Dans les ruelles et les différents espaces de la Médina propre à Houda Ajili, se dresse tout un monde en couleurs avec de célèbres personnages comme Claudia Cardinale, Amel Mathlouthi, Abou Al-Kacem Chebbi ou encore Lady Gaga, Nelson Mandela et Donald Trump, dans des oeuvres plastiques à travers un voyage inédit où chacun trimbale dans un univers multicolore qu’il ne connaît systématiquement pas.
Dans la confection de son œuvre, l’artiste est placée entre musique, drame, poésie, politique et droits humains pour donner à voir des figures aussi diverses et distinctes qu’à priori rien ne les rassemble. Sauf que pour une fois, la sensibilité et l’imagination de l’artiste-peintre les a réunis dans un espace qui ne leur appartient pas.
Lors du vernissage, vendredi, de son exposition personnelle intitulée “Il était une fois…à la Médina” qui se poursuivra du 17 novembre au 5 décembre à Dar al-Founoun au Belvédère, la jeune artiste voulait marquer le passage de chacun de ses modèles en évoquant un monde qui est le sien, la Médina de Tunis où elle est née et d’où elle s’est inspirée dans ce travail inédit. Des émotions, des peines et un désir de création se sont transformés en oeuvres joyeuses où la touche féminine de l’artiste redonne envie d’investir la Médina et ses coins habituels avec gaieté et audace.
Sur le tableau au milieu de la galerie, Emel Mathlouthi, -voix emblématique de la révolution de 2011-, investit à nouveau la Médina de Tunis.

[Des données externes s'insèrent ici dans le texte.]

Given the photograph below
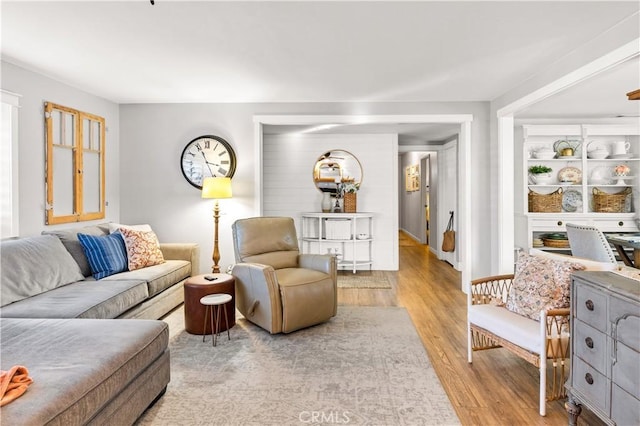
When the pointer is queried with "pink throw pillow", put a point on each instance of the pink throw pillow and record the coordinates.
(539, 284)
(143, 248)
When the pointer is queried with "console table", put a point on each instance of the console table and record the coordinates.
(347, 235)
(605, 348)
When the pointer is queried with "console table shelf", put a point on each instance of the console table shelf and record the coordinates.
(347, 235)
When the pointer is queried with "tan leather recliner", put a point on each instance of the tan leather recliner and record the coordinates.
(277, 288)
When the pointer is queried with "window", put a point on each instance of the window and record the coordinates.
(75, 165)
(9, 165)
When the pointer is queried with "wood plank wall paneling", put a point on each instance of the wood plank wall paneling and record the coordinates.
(498, 388)
(289, 189)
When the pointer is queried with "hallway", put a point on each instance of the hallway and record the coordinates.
(498, 388)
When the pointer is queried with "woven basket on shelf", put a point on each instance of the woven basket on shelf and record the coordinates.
(610, 203)
(545, 203)
(350, 200)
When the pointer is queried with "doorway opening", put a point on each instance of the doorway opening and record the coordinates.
(463, 166)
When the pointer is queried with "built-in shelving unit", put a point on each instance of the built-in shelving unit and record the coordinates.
(584, 176)
(347, 235)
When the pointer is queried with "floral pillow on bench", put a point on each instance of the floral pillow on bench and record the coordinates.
(541, 283)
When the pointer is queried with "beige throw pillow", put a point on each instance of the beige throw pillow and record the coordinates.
(143, 248)
(540, 283)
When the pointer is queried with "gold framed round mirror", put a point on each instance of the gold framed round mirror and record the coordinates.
(334, 167)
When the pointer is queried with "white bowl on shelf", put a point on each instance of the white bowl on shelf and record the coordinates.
(544, 155)
(598, 154)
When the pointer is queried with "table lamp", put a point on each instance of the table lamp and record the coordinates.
(216, 188)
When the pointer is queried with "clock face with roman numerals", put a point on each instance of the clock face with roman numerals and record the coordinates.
(207, 156)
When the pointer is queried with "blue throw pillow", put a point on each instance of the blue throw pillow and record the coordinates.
(107, 255)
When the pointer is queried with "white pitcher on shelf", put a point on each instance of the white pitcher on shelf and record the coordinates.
(620, 147)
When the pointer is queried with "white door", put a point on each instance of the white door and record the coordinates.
(448, 196)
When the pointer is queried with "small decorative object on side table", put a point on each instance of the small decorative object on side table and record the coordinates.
(198, 286)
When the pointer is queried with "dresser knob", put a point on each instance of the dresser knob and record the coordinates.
(589, 304)
(589, 342)
(589, 378)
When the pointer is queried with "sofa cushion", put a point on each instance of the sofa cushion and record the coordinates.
(143, 248)
(540, 283)
(107, 254)
(78, 366)
(69, 238)
(82, 299)
(34, 265)
(157, 277)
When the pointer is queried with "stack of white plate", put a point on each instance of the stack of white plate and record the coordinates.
(537, 242)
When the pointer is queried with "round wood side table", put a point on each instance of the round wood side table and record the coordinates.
(195, 288)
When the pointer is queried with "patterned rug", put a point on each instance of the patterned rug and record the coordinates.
(365, 366)
(363, 279)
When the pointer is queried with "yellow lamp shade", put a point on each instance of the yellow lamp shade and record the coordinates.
(216, 187)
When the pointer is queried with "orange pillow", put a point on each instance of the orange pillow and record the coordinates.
(143, 248)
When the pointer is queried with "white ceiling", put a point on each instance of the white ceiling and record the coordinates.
(316, 51)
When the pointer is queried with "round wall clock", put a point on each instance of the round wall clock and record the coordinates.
(207, 156)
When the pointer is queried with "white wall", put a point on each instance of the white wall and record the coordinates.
(36, 90)
(154, 191)
(144, 141)
(289, 189)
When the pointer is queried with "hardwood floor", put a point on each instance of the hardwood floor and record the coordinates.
(498, 388)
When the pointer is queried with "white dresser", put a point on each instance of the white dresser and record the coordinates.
(605, 348)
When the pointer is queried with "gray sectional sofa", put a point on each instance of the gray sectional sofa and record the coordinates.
(94, 348)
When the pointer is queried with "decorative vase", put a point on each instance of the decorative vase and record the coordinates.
(326, 202)
(350, 200)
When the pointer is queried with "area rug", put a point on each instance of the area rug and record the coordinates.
(363, 279)
(366, 366)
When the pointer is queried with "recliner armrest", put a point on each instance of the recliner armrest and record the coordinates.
(258, 295)
(318, 262)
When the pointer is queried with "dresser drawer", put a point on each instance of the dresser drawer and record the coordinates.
(591, 307)
(627, 329)
(591, 384)
(590, 345)
(626, 370)
(625, 409)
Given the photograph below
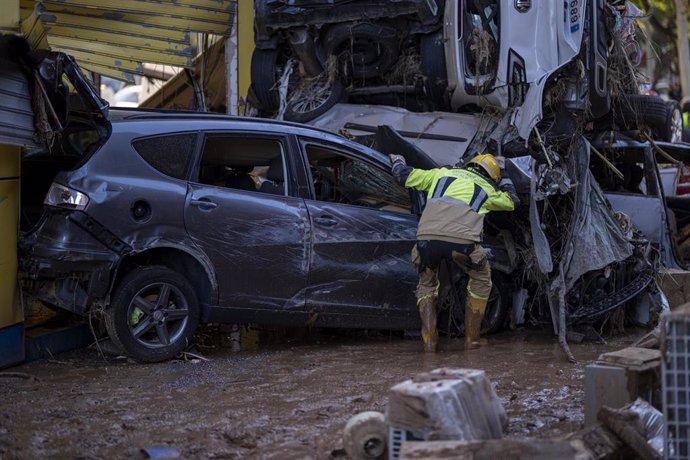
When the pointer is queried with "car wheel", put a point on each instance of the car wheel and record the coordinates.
(434, 69)
(452, 307)
(153, 315)
(369, 49)
(313, 97)
(633, 111)
(264, 79)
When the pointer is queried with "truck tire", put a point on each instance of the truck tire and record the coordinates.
(635, 111)
(264, 79)
(370, 49)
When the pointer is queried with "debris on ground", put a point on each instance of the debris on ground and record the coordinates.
(447, 404)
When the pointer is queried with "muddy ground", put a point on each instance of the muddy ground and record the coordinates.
(288, 399)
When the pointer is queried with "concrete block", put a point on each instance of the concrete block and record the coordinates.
(676, 286)
(447, 404)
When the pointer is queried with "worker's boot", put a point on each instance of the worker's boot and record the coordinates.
(474, 313)
(427, 312)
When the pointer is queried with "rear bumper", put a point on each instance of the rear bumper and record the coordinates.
(67, 263)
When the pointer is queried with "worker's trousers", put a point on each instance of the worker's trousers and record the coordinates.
(427, 257)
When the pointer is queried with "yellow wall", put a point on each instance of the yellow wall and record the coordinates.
(10, 312)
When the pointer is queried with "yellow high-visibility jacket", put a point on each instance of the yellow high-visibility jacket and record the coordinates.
(457, 201)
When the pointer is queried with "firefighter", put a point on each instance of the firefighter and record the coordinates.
(450, 228)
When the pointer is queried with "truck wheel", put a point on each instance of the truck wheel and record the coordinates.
(313, 97)
(264, 79)
(634, 111)
(451, 316)
(369, 49)
(153, 315)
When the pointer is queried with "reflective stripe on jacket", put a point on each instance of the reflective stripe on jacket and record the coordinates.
(457, 200)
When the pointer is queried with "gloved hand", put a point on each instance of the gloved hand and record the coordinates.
(396, 158)
(506, 185)
(501, 162)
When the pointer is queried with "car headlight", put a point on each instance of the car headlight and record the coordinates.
(65, 197)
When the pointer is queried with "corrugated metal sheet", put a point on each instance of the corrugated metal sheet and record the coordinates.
(16, 114)
(117, 38)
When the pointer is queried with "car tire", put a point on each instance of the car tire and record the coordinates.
(370, 49)
(313, 100)
(633, 111)
(433, 57)
(140, 324)
(264, 79)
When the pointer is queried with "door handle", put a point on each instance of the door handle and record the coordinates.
(326, 221)
(204, 203)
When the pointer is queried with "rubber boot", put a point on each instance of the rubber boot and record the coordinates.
(474, 313)
(427, 313)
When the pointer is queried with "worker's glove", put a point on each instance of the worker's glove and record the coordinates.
(397, 158)
(501, 162)
(399, 168)
(506, 185)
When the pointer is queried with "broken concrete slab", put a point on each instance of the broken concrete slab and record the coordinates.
(494, 448)
(599, 442)
(447, 404)
(619, 378)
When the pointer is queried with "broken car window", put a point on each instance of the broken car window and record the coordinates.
(341, 179)
(243, 163)
(168, 154)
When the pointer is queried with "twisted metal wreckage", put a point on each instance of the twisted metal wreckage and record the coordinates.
(571, 130)
(569, 251)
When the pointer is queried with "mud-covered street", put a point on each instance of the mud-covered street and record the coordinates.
(290, 399)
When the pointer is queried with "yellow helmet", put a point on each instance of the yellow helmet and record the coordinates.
(489, 164)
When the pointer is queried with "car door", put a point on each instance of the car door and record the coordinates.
(240, 212)
(362, 235)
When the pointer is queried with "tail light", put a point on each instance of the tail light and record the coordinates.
(63, 197)
(683, 187)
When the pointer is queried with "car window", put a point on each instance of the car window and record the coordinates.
(255, 164)
(169, 154)
(341, 178)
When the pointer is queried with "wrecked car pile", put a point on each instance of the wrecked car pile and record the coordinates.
(305, 197)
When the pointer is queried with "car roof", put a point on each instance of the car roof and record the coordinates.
(118, 114)
(218, 121)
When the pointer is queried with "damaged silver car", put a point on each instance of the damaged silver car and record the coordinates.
(159, 221)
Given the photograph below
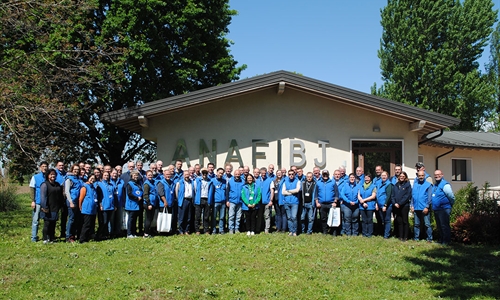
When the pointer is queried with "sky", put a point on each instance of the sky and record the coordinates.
(330, 40)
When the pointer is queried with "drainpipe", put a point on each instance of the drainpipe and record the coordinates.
(434, 137)
(437, 158)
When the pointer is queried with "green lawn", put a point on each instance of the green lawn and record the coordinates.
(241, 267)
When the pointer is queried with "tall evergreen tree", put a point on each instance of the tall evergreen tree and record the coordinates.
(64, 63)
(429, 51)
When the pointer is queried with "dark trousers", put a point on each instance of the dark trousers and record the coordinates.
(64, 219)
(185, 212)
(250, 219)
(132, 220)
(402, 221)
(204, 208)
(49, 229)
(87, 227)
(323, 212)
(150, 214)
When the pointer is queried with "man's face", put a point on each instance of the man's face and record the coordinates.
(397, 171)
(309, 177)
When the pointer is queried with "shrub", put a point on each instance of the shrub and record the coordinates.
(8, 197)
(476, 229)
(475, 216)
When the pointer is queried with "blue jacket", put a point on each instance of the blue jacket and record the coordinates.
(440, 200)
(134, 191)
(250, 194)
(74, 191)
(167, 190)
(421, 195)
(291, 185)
(89, 203)
(234, 190)
(365, 193)
(401, 194)
(220, 186)
(350, 194)
(265, 188)
(326, 191)
(198, 184)
(153, 194)
(106, 195)
(384, 193)
(182, 189)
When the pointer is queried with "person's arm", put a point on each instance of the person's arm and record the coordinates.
(146, 194)
(83, 192)
(44, 205)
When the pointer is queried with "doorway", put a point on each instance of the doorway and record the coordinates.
(368, 154)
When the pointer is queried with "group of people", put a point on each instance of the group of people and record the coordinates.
(210, 201)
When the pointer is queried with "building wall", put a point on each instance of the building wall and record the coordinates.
(485, 165)
(270, 117)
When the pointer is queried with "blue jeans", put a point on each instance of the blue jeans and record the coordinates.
(367, 224)
(291, 215)
(387, 221)
(443, 225)
(307, 210)
(350, 220)
(234, 217)
(185, 215)
(419, 215)
(219, 209)
(34, 223)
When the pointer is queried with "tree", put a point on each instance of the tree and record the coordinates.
(429, 51)
(493, 69)
(71, 61)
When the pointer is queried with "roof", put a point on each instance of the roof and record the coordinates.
(128, 118)
(468, 139)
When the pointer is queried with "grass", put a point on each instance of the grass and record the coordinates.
(241, 267)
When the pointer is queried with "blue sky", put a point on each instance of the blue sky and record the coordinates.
(331, 40)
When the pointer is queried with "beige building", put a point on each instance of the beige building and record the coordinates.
(464, 157)
(285, 119)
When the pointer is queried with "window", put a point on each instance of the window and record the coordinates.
(461, 169)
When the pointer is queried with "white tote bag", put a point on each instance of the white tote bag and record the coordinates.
(164, 222)
(334, 217)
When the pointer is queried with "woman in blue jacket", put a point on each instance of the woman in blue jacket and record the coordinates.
(134, 199)
(250, 195)
(350, 206)
(88, 206)
(150, 202)
(366, 196)
(401, 196)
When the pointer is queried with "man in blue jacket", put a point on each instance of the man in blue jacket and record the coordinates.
(442, 202)
(420, 205)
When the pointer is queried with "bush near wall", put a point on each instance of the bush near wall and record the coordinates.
(475, 217)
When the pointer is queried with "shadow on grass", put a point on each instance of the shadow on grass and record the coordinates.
(459, 272)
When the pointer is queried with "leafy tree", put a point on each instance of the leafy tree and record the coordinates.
(429, 51)
(63, 64)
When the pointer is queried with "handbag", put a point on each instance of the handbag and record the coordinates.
(164, 222)
(334, 217)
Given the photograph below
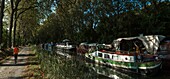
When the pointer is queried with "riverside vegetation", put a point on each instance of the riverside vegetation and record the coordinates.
(54, 66)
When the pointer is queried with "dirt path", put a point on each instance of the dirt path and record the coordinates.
(9, 70)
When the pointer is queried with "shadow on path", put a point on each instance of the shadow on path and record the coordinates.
(23, 60)
(20, 64)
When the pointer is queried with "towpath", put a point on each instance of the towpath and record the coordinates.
(9, 70)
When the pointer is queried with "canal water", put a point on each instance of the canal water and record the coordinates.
(103, 72)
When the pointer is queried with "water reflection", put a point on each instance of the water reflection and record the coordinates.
(104, 72)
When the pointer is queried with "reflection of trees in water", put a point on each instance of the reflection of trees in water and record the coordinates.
(60, 67)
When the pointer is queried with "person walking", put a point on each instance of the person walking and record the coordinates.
(15, 53)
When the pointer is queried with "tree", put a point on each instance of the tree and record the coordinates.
(1, 19)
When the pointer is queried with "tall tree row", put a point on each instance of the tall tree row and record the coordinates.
(102, 21)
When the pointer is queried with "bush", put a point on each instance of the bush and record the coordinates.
(59, 67)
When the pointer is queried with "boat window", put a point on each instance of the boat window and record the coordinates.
(100, 54)
(106, 56)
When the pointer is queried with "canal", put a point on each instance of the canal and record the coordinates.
(69, 65)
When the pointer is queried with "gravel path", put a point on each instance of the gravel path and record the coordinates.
(9, 70)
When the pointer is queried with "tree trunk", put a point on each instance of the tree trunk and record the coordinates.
(11, 23)
(1, 18)
(15, 24)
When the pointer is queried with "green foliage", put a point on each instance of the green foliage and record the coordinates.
(102, 21)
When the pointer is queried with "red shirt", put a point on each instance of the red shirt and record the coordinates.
(16, 50)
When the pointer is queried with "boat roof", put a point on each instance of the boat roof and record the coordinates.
(151, 42)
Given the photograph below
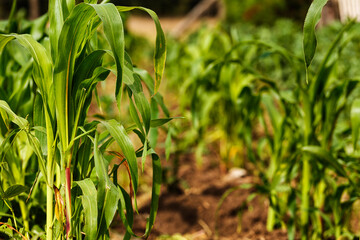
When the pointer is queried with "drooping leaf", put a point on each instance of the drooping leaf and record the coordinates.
(326, 158)
(118, 132)
(160, 45)
(309, 39)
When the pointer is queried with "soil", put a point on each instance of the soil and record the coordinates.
(188, 208)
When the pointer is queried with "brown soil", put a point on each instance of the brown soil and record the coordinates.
(188, 208)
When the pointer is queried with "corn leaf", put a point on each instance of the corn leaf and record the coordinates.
(160, 45)
(355, 121)
(118, 132)
(309, 39)
(114, 32)
(325, 158)
(14, 191)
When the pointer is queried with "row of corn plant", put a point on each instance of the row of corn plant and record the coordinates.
(295, 115)
(45, 128)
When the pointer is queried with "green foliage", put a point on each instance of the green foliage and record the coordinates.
(288, 105)
(53, 73)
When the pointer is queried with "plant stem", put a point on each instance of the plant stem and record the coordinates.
(305, 181)
(50, 176)
(68, 202)
(25, 216)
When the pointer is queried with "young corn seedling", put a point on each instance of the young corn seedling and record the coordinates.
(70, 150)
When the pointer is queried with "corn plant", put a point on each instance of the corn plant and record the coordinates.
(70, 151)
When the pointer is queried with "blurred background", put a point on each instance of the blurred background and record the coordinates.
(256, 11)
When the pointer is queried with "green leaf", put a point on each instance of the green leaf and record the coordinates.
(21, 122)
(326, 158)
(14, 191)
(309, 39)
(114, 32)
(89, 202)
(160, 45)
(355, 121)
(118, 132)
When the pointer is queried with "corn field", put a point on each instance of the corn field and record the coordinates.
(284, 105)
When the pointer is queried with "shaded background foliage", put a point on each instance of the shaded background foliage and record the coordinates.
(256, 11)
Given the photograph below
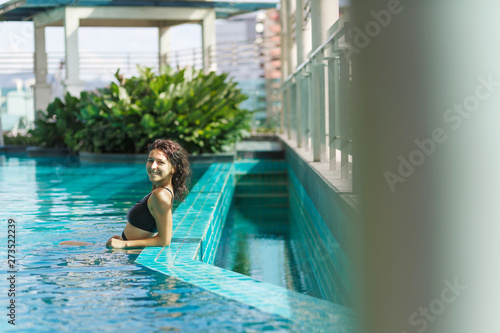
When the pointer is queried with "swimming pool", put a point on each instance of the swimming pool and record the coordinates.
(256, 240)
(94, 288)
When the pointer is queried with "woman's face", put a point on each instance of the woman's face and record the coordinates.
(159, 169)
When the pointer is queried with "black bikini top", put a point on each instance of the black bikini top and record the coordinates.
(140, 216)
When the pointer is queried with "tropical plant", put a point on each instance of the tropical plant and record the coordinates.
(56, 127)
(198, 110)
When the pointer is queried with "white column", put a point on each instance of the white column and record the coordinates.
(208, 42)
(323, 14)
(164, 43)
(41, 88)
(72, 84)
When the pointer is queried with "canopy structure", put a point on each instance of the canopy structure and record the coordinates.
(72, 14)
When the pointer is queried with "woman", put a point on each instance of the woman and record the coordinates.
(150, 220)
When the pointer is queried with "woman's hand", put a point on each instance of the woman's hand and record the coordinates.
(115, 242)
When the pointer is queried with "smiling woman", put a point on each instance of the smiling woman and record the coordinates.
(150, 220)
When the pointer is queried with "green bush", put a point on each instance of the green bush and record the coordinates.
(20, 140)
(200, 111)
(56, 127)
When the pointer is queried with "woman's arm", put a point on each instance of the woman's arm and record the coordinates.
(161, 208)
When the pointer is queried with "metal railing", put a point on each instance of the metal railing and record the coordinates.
(316, 102)
(95, 65)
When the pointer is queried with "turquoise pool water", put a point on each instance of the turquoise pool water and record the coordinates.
(88, 289)
(256, 240)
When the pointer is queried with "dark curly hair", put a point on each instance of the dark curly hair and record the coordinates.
(178, 157)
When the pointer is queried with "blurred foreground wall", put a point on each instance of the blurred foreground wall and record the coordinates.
(426, 78)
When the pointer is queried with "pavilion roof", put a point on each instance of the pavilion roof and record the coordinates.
(24, 10)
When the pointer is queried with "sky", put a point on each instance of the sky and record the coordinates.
(18, 37)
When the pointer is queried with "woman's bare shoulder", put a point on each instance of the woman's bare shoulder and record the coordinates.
(161, 195)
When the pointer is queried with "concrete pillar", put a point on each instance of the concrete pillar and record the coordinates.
(72, 84)
(164, 43)
(324, 13)
(42, 90)
(208, 42)
(427, 160)
(284, 41)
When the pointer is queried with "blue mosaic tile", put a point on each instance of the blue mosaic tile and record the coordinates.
(198, 222)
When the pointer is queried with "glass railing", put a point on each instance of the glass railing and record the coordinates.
(316, 102)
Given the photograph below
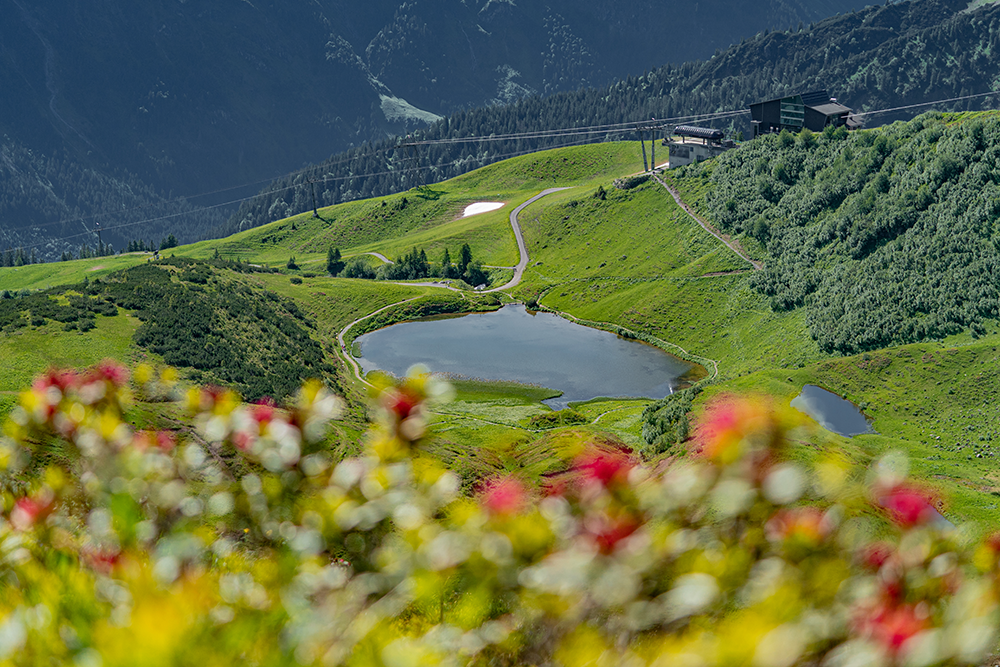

Elle, qui un jour a permis à tout le monde de se perdre dans sa voix révoltée et pleine de douceur est réinventée autrement par la palette de l’artiste.
D’un univers totalement différent, Donald Trump figure d’une puissance mondiale et d’un capitalisme mondialisé est invité par Houda Ajili à prendre une Chicha dans sa médina désireuse de “jeter la lumière sur ce lieu qui est le notre”. Deux portraits de Nelson Mandela avec un fond en faïence tunisienne aux couleurs vives et contemporaines, renvoient en quelque sorte aux couleurs de l’Afrique et celles du drapeau et costumes de l’Afrique du Sud, pays de cette figure emblématique de la lutte anti-apartheid.
Ajili voulait prendre la relève avec un travail artistique “nouveau et contemporain qui cadre avec notre époque et notre actualité.” Il s’agit d’une vision féminine d’une artiste glorifiant “la paix et la vie” car pour elle l’une des vocations essentielles de l’artiste est celle de donner ce souffle de vie aux gens.
La vieille médina de Tunis ne lui est jamais étrange. C’est un thème qu’elle a déjà abordé dans une précédente exposition sur l’architecture et les portes de la Médina, avec les artistes Mourad Harbaoui, Hatem Gharbi et feu Nejib Belkhodja. En tant que native des lieux, l’artiste dit souvent avoir “eu pitié de la Médina et ses coins emblématiques”.
Son souci d’apporter une quelconque contribution, l’embarque dans une aventure artistique portant en elle cet héritage abordé par les générations précédentes des pionniers de l’Ecole de Tunis. L’influence chez l’artiste, du savoir faire artistique des anciens maîtres, a fait naître une série d’oeuvres dans ce projet où elle se voit “sortir des techniques” dont elle avait l’habitude d’utiliser. Elle a eu recours à des techniques mixtes entre impression sur toile, acrylique, intervention à l’huile, feutre et vernis, tout en partant de photos réglées sur photoshop.
Placer la Médina dans une nouvelle perspective artistique et une vocation colorée sortant de l’ordinaire, demeure la chose qui capte le plus chez cette artiste. Elle a cette tendance à inverser et transgresser la mémoire visuelle de ces portes en bleu et mur en blanc, qu’elle ose leur rajouter de la couleur là on mon pensait pas les voir.
Sur une période de plus d’un an, Ajili a usé de tout son imaginaire et de ses souvenirs d’enfance pour les incorporer dans une exposition ultra futuriste qui porte les traces du passé. D’ailleurs elle compte peindre de nouvelles toiles en vue d’exposer son projet dans une galerie plus spacieuse dit-elle et lui permettre plus de visibilité dans des manifestations régionale set internationales d’envergure, telle que la Biennale de Dakar.
Tel un créateur de mode qui pour son défilé va jusqu’au bout de ses idées et des goûts en couleurs et en coupes les plus extravagantes, Ajili a dressé un croquis de sa Médina pour donner vie à une oeuvre aux allures ultra-modernes d’un monde qui est effectivement le sien.